La pathologie chronique des tendinopathies
et des péri-tendinopathies
bénéficie largement
de la réalisation de l’échographie
mais également de l’IRM
par des coupes sagittales et axiales
à la recherche, en particulier,
de zones d’épaississement
du tendon, de nodules ou foyers hypervascularisés,
de calcifications et de signes d’enthésopathie
d’insertion sur le tendon d’Achille.
On recherchera également
des signes de bursite pré-achilléenne.
c) Les
lésions de l’aponévrose
plantaire :
Elles se voient plus volontiers chez
des sportifs pratiquant des impulsions
ou des réceptions brutales
(sport de saut, course), elles peuvent
être favorisées par des
déformations constitutionnelles
du pied.

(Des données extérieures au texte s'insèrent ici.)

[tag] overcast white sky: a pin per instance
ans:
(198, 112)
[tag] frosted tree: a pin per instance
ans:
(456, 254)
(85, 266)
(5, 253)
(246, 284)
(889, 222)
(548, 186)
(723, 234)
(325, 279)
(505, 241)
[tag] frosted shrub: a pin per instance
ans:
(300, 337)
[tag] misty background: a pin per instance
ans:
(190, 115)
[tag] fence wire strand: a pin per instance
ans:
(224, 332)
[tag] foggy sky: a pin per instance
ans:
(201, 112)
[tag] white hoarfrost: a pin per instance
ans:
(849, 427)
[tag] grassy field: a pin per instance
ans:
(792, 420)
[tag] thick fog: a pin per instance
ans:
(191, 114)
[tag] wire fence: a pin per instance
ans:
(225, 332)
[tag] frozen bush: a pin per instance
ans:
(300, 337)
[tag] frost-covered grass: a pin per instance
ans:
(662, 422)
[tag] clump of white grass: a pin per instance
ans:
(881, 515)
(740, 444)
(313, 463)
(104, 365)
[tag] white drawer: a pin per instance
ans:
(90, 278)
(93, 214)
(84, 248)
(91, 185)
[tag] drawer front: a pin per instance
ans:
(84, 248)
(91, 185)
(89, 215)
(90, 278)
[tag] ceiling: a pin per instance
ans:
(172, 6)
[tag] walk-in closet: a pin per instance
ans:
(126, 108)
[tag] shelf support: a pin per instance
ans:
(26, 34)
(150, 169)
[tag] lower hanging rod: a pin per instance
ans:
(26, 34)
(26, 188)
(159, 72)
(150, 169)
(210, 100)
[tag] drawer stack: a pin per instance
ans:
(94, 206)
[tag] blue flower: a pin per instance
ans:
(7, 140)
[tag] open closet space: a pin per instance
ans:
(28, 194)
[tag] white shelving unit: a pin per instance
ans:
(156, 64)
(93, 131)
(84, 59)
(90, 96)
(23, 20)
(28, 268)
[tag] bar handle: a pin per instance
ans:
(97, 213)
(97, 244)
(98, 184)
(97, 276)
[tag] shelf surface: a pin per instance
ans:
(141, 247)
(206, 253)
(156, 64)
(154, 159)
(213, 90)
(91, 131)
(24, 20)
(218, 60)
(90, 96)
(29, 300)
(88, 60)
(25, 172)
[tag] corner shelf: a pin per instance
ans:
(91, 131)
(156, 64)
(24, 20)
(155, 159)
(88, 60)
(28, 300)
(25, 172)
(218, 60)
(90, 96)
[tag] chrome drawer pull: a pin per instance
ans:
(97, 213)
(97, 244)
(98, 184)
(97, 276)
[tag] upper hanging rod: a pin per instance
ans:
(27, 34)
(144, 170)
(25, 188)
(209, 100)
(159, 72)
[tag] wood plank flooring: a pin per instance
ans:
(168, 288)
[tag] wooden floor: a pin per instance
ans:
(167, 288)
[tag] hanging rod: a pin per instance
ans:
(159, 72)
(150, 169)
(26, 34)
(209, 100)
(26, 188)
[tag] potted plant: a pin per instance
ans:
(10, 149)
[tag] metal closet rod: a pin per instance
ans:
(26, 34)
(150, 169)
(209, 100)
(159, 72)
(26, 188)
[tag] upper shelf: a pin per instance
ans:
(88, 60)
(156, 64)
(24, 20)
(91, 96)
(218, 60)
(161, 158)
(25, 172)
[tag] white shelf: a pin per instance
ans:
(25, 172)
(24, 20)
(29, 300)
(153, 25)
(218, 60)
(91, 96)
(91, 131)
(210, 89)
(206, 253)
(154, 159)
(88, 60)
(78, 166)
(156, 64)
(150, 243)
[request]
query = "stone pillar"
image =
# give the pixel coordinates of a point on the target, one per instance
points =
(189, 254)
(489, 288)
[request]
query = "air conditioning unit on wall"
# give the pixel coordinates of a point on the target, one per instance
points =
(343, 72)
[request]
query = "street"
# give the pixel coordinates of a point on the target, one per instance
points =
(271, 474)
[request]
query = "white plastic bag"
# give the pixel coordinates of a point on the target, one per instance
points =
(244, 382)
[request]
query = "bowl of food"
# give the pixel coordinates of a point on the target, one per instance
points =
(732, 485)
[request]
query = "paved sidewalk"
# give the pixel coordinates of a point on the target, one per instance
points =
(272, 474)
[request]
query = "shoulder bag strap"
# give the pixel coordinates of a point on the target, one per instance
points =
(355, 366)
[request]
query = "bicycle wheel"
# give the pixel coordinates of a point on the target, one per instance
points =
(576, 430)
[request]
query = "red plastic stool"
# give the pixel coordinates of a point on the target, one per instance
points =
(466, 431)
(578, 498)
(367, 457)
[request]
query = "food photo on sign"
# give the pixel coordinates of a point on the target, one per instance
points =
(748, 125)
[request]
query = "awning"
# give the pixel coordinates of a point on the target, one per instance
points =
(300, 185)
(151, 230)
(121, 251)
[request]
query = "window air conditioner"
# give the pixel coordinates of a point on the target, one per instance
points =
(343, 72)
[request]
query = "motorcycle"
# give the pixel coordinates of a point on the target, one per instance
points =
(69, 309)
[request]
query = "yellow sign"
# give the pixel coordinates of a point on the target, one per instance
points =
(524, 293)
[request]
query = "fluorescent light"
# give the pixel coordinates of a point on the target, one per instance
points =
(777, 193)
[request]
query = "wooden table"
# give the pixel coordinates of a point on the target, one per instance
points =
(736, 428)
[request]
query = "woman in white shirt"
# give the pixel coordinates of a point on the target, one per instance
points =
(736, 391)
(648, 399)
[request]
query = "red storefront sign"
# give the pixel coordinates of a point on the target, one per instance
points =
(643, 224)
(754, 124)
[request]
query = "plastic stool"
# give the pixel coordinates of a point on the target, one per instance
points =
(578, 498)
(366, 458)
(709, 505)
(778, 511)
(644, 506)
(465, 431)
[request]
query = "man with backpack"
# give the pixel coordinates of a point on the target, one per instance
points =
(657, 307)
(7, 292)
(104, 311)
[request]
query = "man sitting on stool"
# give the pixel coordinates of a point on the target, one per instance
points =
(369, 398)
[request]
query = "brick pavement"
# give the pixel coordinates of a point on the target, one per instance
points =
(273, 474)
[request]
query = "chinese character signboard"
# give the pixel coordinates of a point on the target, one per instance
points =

L’échographie
nécessite une grande expérience.
L’IRM est très performante
montrant soit des signes d’enthésopathie
sur l’insertion calcanéenne,
soit une myoaponévrosite qui
est, en fait, constituée par
un granulome cicatriciel dans l’aponévrose
plantaire, soit enfin une authentique
rupture.
CONCLUSION
La prescription d’examens complémentaires
d’imagerie médicale chez
le sportif est parfois complexe, nécessite
une bonne connaissance de la pathologie
que l’on recherche
mais également des performances
diagnostiques des différents
examens.
Ce bref exposé n’est
pas exhaustif mais constitue un
guide dans les principales pathologies
rencontrées chez le sportif.
Dans le doute, le prescripteur pourra
toujours prendre conseil auprès
du radiologue avec lequel il travaille.